また、最近ではダイエットブームに加えて、牛乳を飲むと太るといった誤った認識から、特に若い女性において牛乳の消費量が減っていると考えられ、若い女性における将来の骨の健康に不安があると話され、そのような意味でも江澤先生が提唱され、世の中でも広く浸透しつつある、家族と一緒の楽しい食事、栄養バランスのとれた食事等、健全な食生活を勧める「食育」の取組みが重要であると話されていた。
講演後の質疑応答では、江澤先生が栄養のご専門ということもあり、コラーゲンサプリメントの効果やチーズは取り過ぎても大丈夫かといった質問、 低脂肪牛乳と牛乳はどちらがよいかといった質問がなされ、先生からはサプリメントやチーズにしてもそれだけを偏って摂るのではなく、普段の食事に取り入れてバランスよく摂ることが重要、また、特に健康診断等で脂肪の摂りすぎが気になるといったことがなければ、低脂肪牛乳に拘らなくてもよいとの回答がなされていた。
講演後に行われた骨密度測定会は、測定結果の見方がよくわからないと過去のセミナーのアンケート結果を踏まえ、 まず、医療法人クレモナ会
ティーエムクリニックの長谷川氏による測定結果の見方の説明が行なわれた。

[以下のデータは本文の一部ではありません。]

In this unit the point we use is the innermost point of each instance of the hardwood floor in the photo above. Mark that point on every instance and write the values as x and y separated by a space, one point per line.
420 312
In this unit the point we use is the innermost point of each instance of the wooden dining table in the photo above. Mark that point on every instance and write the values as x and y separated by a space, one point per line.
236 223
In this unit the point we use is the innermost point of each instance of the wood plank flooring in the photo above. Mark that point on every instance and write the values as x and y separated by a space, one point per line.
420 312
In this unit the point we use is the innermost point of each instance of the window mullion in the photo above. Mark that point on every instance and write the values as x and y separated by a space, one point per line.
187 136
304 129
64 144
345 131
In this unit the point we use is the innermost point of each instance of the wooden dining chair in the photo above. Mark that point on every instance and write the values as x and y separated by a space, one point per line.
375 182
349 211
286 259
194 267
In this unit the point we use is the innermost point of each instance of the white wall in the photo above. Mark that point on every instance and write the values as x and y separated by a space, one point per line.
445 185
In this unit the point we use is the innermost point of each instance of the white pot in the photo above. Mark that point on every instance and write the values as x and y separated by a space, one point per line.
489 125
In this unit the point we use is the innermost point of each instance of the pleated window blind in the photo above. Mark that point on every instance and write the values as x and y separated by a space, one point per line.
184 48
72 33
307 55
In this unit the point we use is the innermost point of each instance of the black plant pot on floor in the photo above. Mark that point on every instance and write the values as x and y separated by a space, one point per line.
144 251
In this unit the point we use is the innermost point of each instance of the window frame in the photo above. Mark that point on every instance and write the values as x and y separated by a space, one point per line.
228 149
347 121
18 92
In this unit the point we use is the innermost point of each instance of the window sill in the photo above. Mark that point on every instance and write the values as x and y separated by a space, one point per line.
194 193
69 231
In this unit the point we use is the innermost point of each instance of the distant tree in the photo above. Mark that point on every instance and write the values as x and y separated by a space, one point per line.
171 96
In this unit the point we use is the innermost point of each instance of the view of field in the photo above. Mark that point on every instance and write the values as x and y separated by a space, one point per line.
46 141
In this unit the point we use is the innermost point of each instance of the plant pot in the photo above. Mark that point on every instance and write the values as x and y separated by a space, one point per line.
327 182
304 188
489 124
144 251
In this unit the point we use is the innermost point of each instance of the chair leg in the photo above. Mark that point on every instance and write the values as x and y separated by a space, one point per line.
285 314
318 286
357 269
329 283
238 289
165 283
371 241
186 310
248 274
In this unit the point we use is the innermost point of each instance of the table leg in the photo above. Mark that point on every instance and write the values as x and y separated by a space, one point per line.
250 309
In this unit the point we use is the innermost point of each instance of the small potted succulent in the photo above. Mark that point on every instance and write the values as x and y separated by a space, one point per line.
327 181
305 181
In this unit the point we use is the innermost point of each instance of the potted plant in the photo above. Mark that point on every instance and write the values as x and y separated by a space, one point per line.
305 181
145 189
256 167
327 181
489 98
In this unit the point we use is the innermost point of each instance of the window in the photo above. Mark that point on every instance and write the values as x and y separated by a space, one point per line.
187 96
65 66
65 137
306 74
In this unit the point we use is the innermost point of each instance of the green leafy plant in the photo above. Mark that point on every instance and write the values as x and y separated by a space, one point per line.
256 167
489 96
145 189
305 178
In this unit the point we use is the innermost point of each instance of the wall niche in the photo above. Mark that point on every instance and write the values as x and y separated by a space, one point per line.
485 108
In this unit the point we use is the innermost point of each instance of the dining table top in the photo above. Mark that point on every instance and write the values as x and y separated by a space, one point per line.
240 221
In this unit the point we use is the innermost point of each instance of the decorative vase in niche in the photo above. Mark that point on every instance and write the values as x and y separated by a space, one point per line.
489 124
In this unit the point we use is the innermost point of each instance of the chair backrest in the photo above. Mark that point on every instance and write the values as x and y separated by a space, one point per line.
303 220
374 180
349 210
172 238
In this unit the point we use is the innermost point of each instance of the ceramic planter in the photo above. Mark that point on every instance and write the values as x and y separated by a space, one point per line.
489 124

測定会場も広く、人数も約50名ということで、岩瀬先生、小林先生による医師相談コーナーも含めて、特に混雑することもなく、約1時間程度で測定は終了した。講演開始前や測定の間には、「科学映像館」で配信されている科学映画と第9回の骨の健康づくりセミナーでご講演頂いた香川県立中央病院の朝日先生の「笑って大往生」の講演ビデオが放映された。
参加者の方からは、帰り際に「こんなにいいセミナーなのに、友人を連れて来られなかったのが残念。1ヶ月前の市民報で知っていたら、友人も都合がつけられたのに。」といったセミナーに対する声に加え、「こんないい科学映画があるのを初めて知った。おもしろかった。」といった科学映画に対する賞賛の声も聞かれ、市民報による告知の遅れという不手際はあったものの、セミナーは成功裡に終了した。